After the operation Modesta documented herself with a series of works, which were nominated for best portrait at the National Portrait Gallery.
Like Ross and Rocero, Modesta doesn't like labels. "Whether it's sexual orientation or where you come from, I don't really like the idea that there is this scale in which one's abled-ness or disabled-ness is decided. There are so many factors that indicate how enabled you are as a human being. If we are talking about something very basic like an anatomically correct body as opposed to a different form, sure thing, but I think 'disabled' implies somehow being less than ideal. There are plenty of people out there totally un-engaged with the world and themselves who are not considered disabled. Everyone is an individual with their own special capabilities."
Everything about Modesta is radical, and her artistry caught the eye of IMG models who signed her up in 2015, but this year she decided to leave. She's busy creating projects such as a short film, Shakespeare Re-Imagined, with the British Council, and her new EP, Counterflow, is due out next year.

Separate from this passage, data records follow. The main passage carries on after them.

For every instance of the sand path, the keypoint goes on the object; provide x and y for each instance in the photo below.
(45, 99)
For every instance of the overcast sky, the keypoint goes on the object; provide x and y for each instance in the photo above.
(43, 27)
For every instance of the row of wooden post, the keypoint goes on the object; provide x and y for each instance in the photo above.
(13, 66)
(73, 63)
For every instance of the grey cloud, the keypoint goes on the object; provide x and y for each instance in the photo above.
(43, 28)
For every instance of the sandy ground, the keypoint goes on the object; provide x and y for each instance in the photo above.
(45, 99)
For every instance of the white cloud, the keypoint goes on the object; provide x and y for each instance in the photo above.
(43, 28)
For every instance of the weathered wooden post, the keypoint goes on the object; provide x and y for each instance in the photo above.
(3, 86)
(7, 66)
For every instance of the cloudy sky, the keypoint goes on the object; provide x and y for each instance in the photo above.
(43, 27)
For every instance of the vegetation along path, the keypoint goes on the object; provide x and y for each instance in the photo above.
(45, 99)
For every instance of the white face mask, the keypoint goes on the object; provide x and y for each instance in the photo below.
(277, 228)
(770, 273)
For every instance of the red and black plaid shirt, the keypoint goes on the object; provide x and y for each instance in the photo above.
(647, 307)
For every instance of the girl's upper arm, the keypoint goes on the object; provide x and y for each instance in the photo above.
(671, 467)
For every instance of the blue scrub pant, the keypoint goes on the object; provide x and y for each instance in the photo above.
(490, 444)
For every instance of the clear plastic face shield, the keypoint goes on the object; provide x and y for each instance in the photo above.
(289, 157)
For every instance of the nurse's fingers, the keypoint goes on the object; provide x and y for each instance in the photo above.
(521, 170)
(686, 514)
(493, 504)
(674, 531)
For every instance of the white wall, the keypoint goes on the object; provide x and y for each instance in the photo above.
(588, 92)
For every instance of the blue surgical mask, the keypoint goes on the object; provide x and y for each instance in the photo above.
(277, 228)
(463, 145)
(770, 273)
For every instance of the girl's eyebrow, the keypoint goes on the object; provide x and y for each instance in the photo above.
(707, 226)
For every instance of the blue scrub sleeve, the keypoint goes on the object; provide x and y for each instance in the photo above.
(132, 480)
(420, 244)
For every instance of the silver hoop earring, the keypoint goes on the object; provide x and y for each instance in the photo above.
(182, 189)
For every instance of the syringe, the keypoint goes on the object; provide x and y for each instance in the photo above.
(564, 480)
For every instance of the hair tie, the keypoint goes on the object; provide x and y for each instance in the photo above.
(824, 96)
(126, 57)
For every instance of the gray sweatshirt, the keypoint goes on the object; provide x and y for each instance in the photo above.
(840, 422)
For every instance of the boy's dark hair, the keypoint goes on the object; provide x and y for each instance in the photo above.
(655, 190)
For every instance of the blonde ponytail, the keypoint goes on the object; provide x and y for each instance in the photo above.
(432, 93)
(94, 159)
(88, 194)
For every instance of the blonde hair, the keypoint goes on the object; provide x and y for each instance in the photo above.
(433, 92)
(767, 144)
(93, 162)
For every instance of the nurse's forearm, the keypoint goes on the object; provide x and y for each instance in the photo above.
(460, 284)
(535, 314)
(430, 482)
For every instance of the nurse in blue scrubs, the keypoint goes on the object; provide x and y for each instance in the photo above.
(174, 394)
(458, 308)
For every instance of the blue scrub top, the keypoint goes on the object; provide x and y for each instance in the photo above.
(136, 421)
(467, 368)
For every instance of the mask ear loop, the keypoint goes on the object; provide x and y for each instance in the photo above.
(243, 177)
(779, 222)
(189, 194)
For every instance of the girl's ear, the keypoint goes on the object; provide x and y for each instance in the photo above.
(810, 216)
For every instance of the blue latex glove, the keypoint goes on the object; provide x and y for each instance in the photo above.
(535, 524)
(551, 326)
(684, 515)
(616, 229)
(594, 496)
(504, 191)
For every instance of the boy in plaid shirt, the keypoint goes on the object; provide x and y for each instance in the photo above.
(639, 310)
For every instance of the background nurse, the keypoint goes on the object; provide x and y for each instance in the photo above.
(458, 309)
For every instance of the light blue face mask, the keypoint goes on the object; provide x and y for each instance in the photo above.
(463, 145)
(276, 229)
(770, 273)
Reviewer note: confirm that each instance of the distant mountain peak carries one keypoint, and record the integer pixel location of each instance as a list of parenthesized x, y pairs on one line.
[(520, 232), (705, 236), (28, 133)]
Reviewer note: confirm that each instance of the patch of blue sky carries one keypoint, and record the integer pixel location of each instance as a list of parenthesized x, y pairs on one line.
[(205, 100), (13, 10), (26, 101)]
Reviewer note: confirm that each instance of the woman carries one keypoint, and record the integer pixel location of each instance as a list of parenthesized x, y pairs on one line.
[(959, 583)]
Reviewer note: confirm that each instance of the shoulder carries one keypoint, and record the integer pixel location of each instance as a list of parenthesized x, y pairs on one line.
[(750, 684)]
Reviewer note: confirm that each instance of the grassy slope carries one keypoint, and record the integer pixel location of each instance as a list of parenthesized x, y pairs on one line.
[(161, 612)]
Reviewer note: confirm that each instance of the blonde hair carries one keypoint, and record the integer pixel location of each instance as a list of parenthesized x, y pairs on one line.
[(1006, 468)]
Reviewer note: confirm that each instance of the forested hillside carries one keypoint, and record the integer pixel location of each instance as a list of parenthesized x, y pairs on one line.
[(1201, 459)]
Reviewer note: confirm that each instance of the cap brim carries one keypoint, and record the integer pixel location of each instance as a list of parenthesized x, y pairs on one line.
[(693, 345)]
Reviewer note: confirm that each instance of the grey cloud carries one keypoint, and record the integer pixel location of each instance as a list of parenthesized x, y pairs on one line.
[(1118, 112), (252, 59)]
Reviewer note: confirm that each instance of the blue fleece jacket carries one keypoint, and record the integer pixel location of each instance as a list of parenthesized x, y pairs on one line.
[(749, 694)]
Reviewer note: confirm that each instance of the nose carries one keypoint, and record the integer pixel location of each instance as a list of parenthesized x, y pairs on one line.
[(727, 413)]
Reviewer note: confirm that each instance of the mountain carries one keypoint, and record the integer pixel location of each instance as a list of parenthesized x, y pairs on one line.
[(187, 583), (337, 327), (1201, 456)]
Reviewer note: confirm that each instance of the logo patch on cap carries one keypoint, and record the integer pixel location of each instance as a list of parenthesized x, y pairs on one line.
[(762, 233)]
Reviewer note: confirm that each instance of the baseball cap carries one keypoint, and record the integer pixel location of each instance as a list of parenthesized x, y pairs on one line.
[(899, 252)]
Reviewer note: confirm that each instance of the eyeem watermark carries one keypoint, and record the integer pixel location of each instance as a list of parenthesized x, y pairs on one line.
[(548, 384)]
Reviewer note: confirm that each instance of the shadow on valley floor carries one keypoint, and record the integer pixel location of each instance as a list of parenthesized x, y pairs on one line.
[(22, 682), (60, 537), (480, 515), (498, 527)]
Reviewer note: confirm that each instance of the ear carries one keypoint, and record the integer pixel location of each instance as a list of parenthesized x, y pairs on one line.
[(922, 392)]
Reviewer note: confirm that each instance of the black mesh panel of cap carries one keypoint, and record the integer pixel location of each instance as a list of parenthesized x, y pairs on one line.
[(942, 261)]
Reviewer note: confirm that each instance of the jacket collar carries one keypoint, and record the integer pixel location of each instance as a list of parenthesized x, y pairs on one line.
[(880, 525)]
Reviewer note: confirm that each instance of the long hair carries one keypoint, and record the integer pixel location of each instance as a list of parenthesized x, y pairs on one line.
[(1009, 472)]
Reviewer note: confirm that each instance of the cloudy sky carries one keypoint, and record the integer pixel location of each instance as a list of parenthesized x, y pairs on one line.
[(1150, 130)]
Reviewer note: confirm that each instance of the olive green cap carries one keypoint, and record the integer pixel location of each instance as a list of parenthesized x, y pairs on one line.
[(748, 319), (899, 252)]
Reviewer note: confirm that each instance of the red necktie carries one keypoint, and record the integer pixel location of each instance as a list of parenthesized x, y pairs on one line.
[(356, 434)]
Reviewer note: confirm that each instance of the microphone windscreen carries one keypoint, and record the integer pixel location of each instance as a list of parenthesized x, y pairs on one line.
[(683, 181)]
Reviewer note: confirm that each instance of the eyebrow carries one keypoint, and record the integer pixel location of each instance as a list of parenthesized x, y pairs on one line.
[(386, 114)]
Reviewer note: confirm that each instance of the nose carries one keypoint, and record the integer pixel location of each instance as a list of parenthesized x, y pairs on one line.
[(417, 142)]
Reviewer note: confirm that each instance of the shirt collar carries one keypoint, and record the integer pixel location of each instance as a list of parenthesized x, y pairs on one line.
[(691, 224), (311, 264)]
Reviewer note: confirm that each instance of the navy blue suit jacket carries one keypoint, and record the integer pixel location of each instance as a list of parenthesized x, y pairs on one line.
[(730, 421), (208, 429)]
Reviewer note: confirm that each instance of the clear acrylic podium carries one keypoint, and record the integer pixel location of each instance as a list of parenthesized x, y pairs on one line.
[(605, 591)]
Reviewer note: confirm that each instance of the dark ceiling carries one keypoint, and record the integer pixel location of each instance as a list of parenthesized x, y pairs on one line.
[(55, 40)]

Modesta thinks it's positive that there are more diverse types of models out there but says, "For now it's still a token position. Someone with [skin condition] vitiligo, or whatever distinctive thing they have, is still promoted and booked for that."
Jack Eyers, the first male amputee to walk New York Fashion Week last year with indie Italian designer Ilaria Niccolini, told The Guardian that he still doesn't think, "people are viewing [models with disabilities] as attractive."
Jillian Mercado: "If you're different, that's sunlight in somebody's world."
Yet, perhaps the only way to change the attractive scale is to see more images of people with disabilities/differences in magazines and on catwalks, because fashion is one of the main ways that our culture shapes its notions of what's attractive.
In the early 20th Century, it was fashionable to walk with a limp and cane because the then Princess of Wales, Alexandria, had developed a limp after the birth of her third child. She was one of the most adored fashion icons at the time. Fashion doesn't always make sense, but it has enormous influence.
Whether it's avant-garde shock value, tokenism or genuine artistry, the rise of diverse models is powerful. Recently, as part of the What's Underneath film project (in which people remove their clothes while discussing their body image), wheelchair-bound Jillian Mercado summed up the potential impact a photograph of an unconventional model could have on a person with desperately low self esteem: "If you're different, that's sunlight in somebody's world."